The mean age of HIV patients with candidiasis was 40.4 years with an age range of 18–70 years and the age group of 29–39 years was the most commonly affected age group. We observed a significantly higher prevalence of candidiasis among those that were females (55, 90.2%) compared with those that were males (6, 9.7%) (P = 0.042). Similar findings have also been reported by Lar et al.16 where the carriage rate of candidiasis was found to be more in women than in men. This may be because most men rarely go for routine checkups until the disease becomes symptomatic and during the time the study was carried out only a few men gave their consent.

The low CD4+ T-lymphocyte count has traditionally been cited as the greatest risk factor for candidiasis and current guidelines suggest increased risk once CD4+ T-lymphocyte counts fall below 200 cells/µL.17 In our study, a CD4 count below 200 cells/mm2 was a significant risk factor for acquiring candidiasis among HIV patients (P = 0.001). This finding agrees with the reports of Anwar et al.18 and Esebelahie et al.19 that observed a significant relationship between low CD4 counts (<200 cells/ml) and candidiasis. Our finding was expected, as immune suppression is a characteristic of HIV infection. This finding underscores the role of cell-mediated immune response as an essential host defence against candidiasis.

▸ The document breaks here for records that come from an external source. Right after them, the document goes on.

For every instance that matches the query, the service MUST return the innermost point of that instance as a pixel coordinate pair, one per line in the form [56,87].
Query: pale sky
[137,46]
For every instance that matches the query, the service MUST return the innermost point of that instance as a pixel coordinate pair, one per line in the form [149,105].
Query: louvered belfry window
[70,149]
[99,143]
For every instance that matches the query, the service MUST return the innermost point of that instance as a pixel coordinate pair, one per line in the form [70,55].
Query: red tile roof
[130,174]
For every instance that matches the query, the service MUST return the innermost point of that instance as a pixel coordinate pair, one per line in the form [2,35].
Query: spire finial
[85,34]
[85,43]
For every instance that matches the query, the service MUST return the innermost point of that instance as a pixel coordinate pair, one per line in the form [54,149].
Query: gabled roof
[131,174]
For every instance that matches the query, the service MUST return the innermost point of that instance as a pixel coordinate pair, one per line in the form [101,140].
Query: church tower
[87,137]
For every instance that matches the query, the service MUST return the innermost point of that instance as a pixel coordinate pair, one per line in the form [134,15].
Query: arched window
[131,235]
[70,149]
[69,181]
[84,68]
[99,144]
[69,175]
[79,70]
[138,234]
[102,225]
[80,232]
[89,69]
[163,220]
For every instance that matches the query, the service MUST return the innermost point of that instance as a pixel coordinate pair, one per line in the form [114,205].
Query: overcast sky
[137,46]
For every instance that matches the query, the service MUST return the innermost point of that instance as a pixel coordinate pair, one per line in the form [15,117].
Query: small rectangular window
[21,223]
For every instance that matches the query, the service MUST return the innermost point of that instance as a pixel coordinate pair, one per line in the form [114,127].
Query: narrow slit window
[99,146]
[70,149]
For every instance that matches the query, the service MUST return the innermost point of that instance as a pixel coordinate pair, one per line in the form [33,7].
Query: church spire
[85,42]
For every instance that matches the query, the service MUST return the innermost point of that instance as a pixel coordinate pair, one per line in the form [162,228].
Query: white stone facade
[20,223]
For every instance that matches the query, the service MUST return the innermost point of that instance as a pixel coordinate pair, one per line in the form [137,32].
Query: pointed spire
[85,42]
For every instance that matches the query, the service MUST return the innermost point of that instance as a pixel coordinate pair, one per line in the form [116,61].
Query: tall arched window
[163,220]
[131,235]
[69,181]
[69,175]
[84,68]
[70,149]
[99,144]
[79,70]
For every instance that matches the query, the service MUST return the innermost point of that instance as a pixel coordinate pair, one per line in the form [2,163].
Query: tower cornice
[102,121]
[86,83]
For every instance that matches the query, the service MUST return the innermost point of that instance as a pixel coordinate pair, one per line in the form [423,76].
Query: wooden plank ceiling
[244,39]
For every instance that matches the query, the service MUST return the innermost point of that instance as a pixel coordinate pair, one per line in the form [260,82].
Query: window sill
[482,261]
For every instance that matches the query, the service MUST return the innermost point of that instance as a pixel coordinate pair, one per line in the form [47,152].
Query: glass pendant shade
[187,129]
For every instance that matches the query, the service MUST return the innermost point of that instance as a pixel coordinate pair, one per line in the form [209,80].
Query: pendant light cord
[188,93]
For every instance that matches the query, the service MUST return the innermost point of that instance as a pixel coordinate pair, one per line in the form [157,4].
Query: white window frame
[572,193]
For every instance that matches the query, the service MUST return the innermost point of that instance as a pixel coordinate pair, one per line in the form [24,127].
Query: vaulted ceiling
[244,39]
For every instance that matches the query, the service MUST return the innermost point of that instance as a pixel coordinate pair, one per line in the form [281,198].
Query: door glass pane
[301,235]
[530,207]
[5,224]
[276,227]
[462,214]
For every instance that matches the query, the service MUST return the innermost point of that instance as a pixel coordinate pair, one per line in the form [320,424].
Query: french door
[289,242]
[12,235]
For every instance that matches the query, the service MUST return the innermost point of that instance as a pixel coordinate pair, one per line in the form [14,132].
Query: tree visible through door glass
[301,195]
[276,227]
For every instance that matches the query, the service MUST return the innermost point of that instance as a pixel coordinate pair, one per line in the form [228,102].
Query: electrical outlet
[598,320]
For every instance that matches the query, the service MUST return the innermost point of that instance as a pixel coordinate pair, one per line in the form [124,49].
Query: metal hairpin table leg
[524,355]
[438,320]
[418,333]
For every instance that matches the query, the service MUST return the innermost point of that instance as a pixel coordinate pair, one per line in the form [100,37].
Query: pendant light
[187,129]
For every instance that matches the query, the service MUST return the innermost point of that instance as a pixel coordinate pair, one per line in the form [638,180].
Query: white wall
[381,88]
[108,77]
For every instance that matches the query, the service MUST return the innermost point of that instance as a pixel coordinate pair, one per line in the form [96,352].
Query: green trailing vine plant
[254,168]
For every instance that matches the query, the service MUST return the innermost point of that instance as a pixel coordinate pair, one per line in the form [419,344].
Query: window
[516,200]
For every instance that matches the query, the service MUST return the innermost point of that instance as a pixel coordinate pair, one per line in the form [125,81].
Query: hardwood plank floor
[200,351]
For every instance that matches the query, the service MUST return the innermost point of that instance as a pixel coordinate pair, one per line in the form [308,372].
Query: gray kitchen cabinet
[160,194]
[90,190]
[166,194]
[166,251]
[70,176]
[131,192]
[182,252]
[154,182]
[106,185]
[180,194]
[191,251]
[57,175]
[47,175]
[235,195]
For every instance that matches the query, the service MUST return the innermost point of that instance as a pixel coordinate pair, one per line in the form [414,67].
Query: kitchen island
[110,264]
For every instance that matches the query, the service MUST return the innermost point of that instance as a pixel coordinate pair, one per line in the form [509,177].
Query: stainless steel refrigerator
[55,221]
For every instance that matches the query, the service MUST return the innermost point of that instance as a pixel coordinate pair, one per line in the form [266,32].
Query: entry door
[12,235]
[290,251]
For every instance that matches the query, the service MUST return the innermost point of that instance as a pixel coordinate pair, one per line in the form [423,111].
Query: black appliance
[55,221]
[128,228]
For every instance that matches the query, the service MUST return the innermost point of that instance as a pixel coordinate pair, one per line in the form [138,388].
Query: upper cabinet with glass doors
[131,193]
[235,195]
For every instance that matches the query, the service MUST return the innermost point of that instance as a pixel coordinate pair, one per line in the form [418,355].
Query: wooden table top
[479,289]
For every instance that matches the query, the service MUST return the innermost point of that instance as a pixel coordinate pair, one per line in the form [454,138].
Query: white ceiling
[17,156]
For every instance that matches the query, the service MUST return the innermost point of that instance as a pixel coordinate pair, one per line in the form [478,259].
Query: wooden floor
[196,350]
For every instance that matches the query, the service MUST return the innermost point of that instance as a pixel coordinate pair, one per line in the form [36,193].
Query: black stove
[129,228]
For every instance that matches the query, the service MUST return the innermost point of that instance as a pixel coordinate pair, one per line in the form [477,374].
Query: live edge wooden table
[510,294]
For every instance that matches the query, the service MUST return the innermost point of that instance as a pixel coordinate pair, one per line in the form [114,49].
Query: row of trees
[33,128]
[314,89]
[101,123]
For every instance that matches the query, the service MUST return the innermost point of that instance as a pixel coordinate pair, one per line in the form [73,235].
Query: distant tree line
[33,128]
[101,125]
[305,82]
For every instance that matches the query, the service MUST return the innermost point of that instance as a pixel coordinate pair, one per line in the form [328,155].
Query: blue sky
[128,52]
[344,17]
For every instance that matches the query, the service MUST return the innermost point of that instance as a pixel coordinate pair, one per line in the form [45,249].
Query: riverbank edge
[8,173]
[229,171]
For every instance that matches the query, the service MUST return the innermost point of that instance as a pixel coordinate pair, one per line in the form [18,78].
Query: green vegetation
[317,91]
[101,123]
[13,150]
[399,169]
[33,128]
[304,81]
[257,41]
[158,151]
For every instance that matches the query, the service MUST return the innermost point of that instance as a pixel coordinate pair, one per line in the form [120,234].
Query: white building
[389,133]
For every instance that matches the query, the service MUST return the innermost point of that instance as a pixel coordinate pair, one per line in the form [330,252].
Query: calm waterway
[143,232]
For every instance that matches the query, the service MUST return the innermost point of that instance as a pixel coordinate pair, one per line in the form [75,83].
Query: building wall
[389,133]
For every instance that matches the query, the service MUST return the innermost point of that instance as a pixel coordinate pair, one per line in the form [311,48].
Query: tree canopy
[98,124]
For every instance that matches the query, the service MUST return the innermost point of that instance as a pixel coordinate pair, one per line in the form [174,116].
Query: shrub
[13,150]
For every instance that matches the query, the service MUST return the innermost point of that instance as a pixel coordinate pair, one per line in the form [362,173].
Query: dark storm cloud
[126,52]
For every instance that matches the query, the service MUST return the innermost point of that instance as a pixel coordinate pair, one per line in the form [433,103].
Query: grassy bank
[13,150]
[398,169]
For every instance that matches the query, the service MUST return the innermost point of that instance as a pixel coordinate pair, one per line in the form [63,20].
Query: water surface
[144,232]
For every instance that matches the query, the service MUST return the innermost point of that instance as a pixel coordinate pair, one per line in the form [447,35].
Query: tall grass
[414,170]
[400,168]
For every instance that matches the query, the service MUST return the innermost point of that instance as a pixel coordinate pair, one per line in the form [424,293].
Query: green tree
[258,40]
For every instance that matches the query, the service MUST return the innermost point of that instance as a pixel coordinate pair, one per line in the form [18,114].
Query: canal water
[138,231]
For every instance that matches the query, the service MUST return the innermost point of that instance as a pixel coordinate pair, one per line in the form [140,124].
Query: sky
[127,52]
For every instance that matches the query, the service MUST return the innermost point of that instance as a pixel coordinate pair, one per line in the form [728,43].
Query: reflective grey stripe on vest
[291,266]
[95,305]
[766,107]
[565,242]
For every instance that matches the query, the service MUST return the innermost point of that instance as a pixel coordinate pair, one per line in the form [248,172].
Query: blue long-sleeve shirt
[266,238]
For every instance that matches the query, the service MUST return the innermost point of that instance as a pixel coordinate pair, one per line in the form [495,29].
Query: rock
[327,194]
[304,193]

Our results showed the evidence of isolation of Candida species in the stool of HIV-infected persons on ART and in those not on ART. This indicates that irrespective of whether the patients are on ART or not, they are still predisposed to candidiasis. This does not agree with the reports of most investigators that observed a significant reduction in the prevalence of candidiasis following the use of ART in HIV patients.2022 Our findings may probably be due to lack of ART adherence in HIV patients studied.23

The incidence of opportunistic infections due to Candida spp. has been increasing.24 Candida albicans is one of the most frequently isolated yeasts in clinical laboratories from HIV/AIDS patients.25 In our study, Candida albicans (40, 65.6%) was the most frequently recovered species. This is in line with earlier reports that ranked C. albicansas the most frequently isolated yeasts in HIV patients.19, 2629 Other Candida species recovered included C. krusei, C. parapsilosis, C. glabrata, C. dublinensis and C. tropicalis. This spectrum of non-albicans Candida species has also been reported by previous investigators.19,26

Conclusion

Candidiasis is still an important opportunistic infection in HIV patients in Ile-Ife. Diarrhoea was significantly associated with candidiasis in the subjects. Various species of Candida were identified in this study. In view of the findings of this study, there is a need for regular checks for opportunistic infections, including candidiasis in HIV patients to monitor disease progression and prevent subsequent complications such as candidemia and diarrhoea.

Acknowledgements

We thank all the patients that participated in this study.

Competing interests

The authors have declared that no competing interests exist.